Dans une époque où les tendances se succèdent à grande vitesse, certains artistes choisissent de regarder dans le rétroviseur pour mieux affirmer leur place dans le présent. C’est exactement la démarche adoptée par Black M avec "Les Yeux plus gros qu’Abidjan", un freestyle dévoilé le 19 juin qui résonne comme une déclaration d’intention. À travers ce titre, le rappeur français fait directement référence à "Les Yeux plus gros que le monde", l’album qui avait marqué son envol en solo en 2014 après l’aventure Section d’Assaut.

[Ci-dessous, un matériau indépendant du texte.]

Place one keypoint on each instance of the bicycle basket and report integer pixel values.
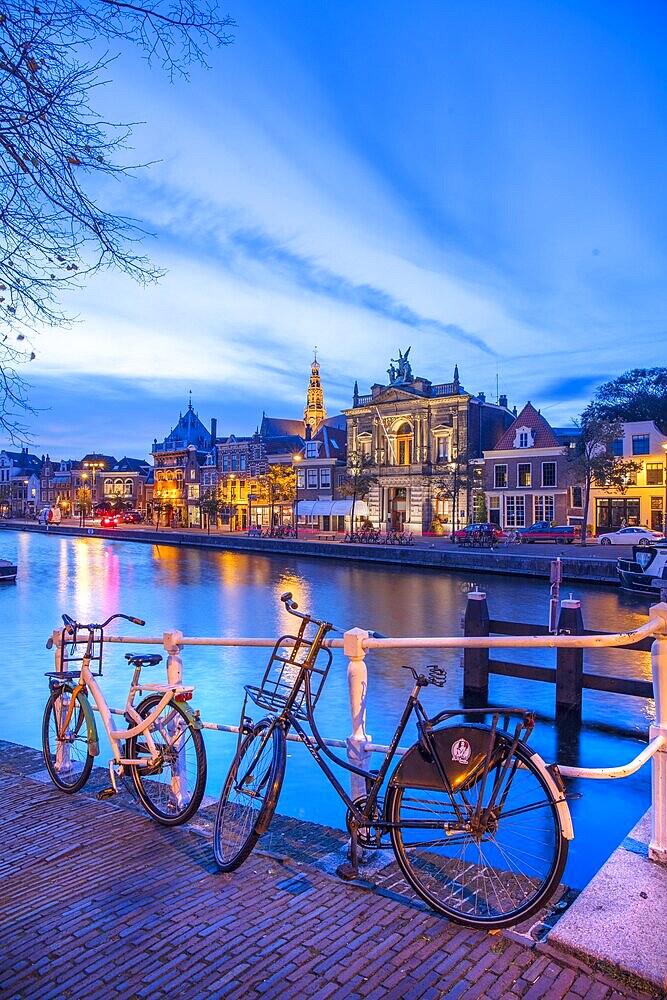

Plus qu’un simple clin d’œil nostalgique, cette nouvelle sortie apparaît comme une manière de rappeler le chemin parcouru tout en affichant de nouvelles ambitions. Le morceau s’inscrit ainsi dans une logique de continuité où l’expérience acquise nourrit encore aujourd’hui sa vision artistique.
Un clin d’œil assumé à une étape décisive de sa carrière
Porté par une production Boom Bap authentique, le titre met en lumière un Black M déterminé à renouer avec l’essence même du rap qui a construit sa réputation. L’artiste y affiche une confiance intacte, revendiquant son ancienneté dans le milieu tout en démontrant qu’il conserve la même énergie créative qui a fait son succès. Entre références à son parcours, observations sur l’industrie musicale et volonté de rester fidèle à lui-même malgré les évolutions de sa carrière, il livre un texte dense et incisif. Le morceau reflète également son désir de continuer à innover sans céder aux attentes imposées par les modes du moment. Cette combinaison entre maturité, maîtrise technique et spontanéité confère au freestyle une dimension particulièrement marquante.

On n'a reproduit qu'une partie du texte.